Peter Baumann von der Kapo St. Gallen sagt, das Einfangen von Füchsen sei zuweilen ein Ding der Unmöglichkeit. So seien an der Räude erkrankte Tiere noch immer sehr schnell auf den Beinen. «Deshalb müssen wir sie dort erlegen, wo sie herumschleichen.»
Weil die Kernzone der Stadt St. Gallen ein Nichtjagdgebiet ist, erledigen nicht Jäger diesen Job, sondern die Polizei.
«Natürlich schiessen wir nicht auf einen Fuchs, wenn er gerade an einer Terrasse vorbeigeht», so Baumann weiter.
Stattdessen werde versucht, das Tier aus dem unmittelbaren Bereich der Wohnhäuser zu vertreiben. «Wir locken es beispielsweise mit Futter an einen Wiesenhang.» Dort könne der Abschuss ohne Gefährdung von Personen erfolgen.
Spezielle Munition zur Vermeidung von Abprallern
Was aber, wenn weit und breit kein Grün in Sicht ist?
In solchen Fällen verwende die Polizei spezielle Munition, die beim Aufprall auf hartem Untergrund zerstäubt.
«Befindet sich ein kranker Fuchs beispielsweise in einer Parkgarage, können wir nicht mit normaler Munition auf ihn schiessen. Das wäre wegen der möglichen Abpraller zu gefährlich», erklärt Baumann.
Luzern und Dübendorf: Wenig Abschüsse im Wohngebiet
Andere Städte und Kantone geben sich zurückhaltender, was die Abschüsse im Wohngebiet anbelangt.
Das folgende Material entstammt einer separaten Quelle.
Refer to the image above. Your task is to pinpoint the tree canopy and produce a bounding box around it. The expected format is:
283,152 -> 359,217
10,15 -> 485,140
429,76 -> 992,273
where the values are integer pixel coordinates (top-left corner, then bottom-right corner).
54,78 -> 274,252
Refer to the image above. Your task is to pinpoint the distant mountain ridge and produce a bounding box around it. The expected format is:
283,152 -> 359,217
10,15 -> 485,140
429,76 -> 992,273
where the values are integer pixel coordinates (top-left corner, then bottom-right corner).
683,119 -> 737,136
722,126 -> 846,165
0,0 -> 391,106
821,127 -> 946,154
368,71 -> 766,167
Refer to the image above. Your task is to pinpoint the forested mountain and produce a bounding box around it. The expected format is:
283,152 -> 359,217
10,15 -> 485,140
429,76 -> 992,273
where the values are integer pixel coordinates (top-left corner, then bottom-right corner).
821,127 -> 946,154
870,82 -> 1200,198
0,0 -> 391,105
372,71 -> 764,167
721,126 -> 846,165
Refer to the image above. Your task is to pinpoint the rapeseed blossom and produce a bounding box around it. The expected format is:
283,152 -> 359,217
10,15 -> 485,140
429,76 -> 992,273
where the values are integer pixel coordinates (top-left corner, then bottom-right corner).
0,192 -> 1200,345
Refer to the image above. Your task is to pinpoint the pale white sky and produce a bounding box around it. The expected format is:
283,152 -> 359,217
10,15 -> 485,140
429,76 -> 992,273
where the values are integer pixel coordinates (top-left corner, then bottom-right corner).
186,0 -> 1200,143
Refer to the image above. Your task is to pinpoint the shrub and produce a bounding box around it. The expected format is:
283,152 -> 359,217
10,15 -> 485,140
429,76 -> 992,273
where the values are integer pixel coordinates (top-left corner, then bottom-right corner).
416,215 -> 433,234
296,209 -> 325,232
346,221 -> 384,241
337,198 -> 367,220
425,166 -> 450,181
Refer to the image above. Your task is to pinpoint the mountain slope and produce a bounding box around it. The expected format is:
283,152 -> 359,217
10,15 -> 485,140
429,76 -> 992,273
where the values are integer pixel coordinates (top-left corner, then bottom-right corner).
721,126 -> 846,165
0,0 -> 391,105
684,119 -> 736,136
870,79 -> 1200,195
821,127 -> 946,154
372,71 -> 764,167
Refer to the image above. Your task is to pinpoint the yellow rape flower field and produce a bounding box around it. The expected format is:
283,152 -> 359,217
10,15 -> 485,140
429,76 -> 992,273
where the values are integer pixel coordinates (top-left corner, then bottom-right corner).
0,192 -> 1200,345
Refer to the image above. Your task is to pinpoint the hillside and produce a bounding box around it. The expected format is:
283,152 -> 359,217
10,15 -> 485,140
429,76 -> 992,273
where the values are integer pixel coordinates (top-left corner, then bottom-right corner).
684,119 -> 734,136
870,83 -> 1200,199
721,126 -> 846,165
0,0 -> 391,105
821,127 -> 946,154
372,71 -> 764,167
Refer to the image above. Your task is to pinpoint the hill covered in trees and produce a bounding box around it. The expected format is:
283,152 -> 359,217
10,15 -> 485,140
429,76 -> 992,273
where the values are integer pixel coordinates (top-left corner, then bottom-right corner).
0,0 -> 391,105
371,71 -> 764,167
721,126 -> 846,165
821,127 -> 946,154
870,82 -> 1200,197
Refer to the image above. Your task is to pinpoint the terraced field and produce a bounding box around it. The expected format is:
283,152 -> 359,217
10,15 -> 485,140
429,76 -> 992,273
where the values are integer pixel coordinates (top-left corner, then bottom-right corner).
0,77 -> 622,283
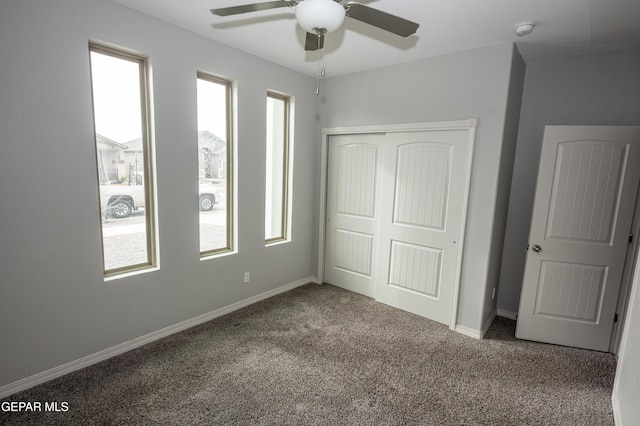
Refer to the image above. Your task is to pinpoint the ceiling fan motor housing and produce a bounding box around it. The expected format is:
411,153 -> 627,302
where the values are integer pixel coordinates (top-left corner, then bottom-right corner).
296,0 -> 345,34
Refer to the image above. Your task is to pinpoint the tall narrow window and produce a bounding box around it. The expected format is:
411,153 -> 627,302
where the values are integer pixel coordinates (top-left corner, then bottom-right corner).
197,72 -> 233,256
264,92 -> 290,244
89,43 -> 155,276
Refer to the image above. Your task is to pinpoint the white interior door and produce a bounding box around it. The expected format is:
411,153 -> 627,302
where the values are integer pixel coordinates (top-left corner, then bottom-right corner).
376,130 -> 470,324
516,126 -> 640,351
324,134 -> 384,297
324,123 -> 473,324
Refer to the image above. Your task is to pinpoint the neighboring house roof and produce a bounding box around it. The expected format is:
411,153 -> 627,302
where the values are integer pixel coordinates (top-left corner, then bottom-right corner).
125,130 -> 227,156
96,133 -> 128,150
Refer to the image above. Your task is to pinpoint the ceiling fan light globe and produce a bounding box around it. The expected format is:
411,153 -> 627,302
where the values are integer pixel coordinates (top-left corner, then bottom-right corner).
296,0 -> 345,33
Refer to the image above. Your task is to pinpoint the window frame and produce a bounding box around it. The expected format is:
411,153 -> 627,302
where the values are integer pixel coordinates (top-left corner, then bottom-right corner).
265,90 -> 293,245
89,41 -> 158,279
196,70 -> 235,260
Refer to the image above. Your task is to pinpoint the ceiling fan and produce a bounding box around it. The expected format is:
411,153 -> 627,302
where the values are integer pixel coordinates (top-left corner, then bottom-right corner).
211,0 -> 419,50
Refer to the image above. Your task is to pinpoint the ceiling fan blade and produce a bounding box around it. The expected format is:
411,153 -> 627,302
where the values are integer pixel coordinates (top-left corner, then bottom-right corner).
211,0 -> 298,16
344,1 -> 420,37
304,33 -> 324,51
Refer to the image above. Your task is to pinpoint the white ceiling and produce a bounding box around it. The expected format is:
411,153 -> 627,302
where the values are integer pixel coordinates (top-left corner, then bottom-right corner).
112,0 -> 640,77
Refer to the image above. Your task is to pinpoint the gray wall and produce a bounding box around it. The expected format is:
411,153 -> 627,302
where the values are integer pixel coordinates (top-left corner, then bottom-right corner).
483,49 -> 525,321
612,251 -> 640,426
498,52 -> 640,314
0,0 -> 317,387
319,45 -> 523,330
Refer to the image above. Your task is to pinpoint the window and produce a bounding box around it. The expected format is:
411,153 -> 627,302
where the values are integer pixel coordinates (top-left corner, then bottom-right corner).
197,72 -> 233,256
89,43 -> 155,276
265,92 -> 290,244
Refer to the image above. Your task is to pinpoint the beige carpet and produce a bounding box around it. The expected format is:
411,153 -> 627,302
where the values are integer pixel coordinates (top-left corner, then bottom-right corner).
0,284 -> 615,426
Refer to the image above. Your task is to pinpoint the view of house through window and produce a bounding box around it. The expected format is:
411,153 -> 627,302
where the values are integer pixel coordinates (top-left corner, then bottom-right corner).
197,72 -> 232,256
264,92 -> 289,243
89,44 -> 155,276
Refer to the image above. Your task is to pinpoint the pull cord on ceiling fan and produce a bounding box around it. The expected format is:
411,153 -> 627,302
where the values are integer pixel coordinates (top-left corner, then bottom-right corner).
211,0 -> 419,95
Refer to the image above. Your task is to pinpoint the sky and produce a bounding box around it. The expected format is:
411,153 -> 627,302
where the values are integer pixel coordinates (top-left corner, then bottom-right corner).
91,52 -> 226,143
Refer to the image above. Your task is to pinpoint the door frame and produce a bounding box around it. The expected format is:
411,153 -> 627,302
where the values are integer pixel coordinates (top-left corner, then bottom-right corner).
318,118 -> 478,330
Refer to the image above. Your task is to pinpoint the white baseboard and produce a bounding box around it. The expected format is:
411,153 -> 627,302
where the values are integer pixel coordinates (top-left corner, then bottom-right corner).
454,325 -> 482,340
498,308 -> 518,321
611,389 -> 624,426
481,311 -> 496,339
0,277 -> 319,398
454,312 -> 496,340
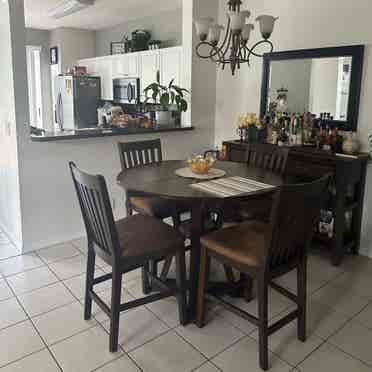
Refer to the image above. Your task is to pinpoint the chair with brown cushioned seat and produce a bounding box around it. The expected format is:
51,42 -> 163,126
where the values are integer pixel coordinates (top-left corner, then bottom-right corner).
221,144 -> 289,222
197,176 -> 330,370
118,139 -> 188,294
70,162 -> 187,352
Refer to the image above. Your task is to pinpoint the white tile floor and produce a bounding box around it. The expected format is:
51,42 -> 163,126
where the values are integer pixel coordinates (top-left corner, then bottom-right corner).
0,233 -> 372,372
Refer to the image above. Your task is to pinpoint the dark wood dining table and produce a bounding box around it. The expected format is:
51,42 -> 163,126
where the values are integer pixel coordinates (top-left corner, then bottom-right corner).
117,160 -> 284,320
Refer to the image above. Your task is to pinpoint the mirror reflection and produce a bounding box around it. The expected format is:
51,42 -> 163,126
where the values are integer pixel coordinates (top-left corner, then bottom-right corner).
268,57 -> 352,121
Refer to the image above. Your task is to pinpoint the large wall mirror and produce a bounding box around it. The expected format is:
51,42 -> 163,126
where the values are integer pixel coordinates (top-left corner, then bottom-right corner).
261,45 -> 364,131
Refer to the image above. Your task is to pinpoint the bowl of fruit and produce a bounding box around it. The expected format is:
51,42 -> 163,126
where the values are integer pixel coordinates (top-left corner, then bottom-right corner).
187,155 -> 216,174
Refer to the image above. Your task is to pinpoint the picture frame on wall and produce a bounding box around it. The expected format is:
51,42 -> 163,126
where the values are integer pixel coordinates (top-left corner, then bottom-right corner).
111,41 -> 126,55
50,47 -> 58,65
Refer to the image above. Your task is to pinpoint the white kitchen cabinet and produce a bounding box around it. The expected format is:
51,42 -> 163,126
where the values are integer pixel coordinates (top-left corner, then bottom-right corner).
78,47 -> 183,102
159,47 -> 182,86
112,54 -> 139,78
139,51 -> 160,102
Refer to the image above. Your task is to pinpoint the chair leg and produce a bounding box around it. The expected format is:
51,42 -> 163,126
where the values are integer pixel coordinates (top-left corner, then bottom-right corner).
125,196 -> 133,217
196,247 -> 211,328
297,257 -> 307,342
110,269 -> 122,353
257,278 -> 269,371
176,249 -> 188,325
84,243 -> 96,320
160,256 -> 173,282
141,262 -> 151,295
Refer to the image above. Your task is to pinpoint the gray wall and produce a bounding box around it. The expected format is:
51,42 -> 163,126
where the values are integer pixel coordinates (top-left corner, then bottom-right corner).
96,9 -> 182,56
26,28 -> 53,128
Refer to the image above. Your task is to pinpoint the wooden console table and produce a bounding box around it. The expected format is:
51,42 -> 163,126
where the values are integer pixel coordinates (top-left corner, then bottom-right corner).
223,141 -> 369,265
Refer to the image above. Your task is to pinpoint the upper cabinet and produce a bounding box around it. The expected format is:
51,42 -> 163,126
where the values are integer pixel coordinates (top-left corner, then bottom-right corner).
160,47 -> 182,85
78,47 -> 182,101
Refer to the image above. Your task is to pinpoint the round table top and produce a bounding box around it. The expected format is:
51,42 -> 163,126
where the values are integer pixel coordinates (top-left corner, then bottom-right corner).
117,160 -> 283,200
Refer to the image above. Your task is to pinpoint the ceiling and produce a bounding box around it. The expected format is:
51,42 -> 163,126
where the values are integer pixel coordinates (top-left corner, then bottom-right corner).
24,0 -> 182,30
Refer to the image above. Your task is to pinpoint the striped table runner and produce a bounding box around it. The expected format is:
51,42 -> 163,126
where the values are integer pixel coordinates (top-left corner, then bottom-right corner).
190,177 -> 275,198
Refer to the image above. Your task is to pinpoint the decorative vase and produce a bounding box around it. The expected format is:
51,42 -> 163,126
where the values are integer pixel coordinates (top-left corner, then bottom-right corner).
155,110 -> 174,126
342,132 -> 359,155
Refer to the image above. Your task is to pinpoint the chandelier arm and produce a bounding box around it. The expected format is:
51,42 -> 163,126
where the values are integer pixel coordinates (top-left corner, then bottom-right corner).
247,39 -> 274,59
196,41 -> 219,59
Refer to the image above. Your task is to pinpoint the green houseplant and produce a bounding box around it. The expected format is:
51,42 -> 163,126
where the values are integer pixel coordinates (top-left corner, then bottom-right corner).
144,71 -> 189,125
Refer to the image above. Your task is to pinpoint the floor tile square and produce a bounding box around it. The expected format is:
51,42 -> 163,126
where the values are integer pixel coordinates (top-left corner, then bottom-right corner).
36,243 -> 81,264
0,279 -> 13,301
0,297 -> 27,329
33,302 -> 97,345
329,321 -> 372,367
353,304 -> 372,329
298,344 -> 371,372
102,307 -> 169,352
18,283 -> 75,317
63,269 -> 111,300
0,253 -> 44,276
176,314 -> 244,358
1,349 -> 61,372
0,243 -> 21,260
94,355 -> 140,372
70,237 -> 88,254
194,362 -> 220,372
130,331 -> 206,372
49,255 -> 87,280
146,297 -> 180,328
0,321 -> 45,367
311,282 -> 369,317
50,326 -> 122,372
252,321 -> 324,366
7,266 -> 58,295
212,337 -> 293,372
332,270 -> 372,300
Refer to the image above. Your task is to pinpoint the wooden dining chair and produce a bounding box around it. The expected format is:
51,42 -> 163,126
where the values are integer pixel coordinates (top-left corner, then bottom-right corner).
70,162 -> 187,352
197,175 -> 330,370
118,139 -> 189,294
Zwar komme es hin und wieder vor, dass Füchse eingefangen und danach mit einem Fangschuss erlegt werden, sagt Christian Hüsler. Er ist Fachbereichsleiter Jagd und Wildhüter beim Kanton Luzern.
Dies sei dann der Fall, wenn es zu grossen Konflikten mit der Bevölkerung komme.
Direkt im Siedlungsraum geschossen würden Füchse aber kaum – «wegen der Störung und Gefährdung von Drittpersonen oder Infrastrukturen.»
In Dübendorf würden die Füchse meist am Stadtrand erlegt, sagt Rico Roffler. «Abschüsse unmittelbar im Wohngebiet finden nur bei Tieren statt, die nicht mehr fluchtfähig sind aufgrund von Verletzung oder Krankheit.»
Der Mensch muss sich ändern, nicht der Fuchs
Die Fachleute sind sich einig: In den meisten Fällen beruhen Konflikte mit Füchsen im Siedlungsraum auf Fehlverhalten der Bevölkerung.
Durch unerlaubte Fütterungen, frühzeitig herausgestellte Abfallsäcke oder Essensreste auf dem Kompost verlieren die Tiere ihre natürliche Scheu vor dem Menschen. Sie lernen, dass es bei ihm etwas zu holen gibt – wodurch Konflikte vorprogrammiert sind.
Für Christian Hüsler ist klar: «In solchen Fällen muss das Fehlverhalten der Bevölkerung korrigiert und nicht der Fuchs gefangen werden. Ansonsten wird der Konflikt nicht nachhaltig gelöst.»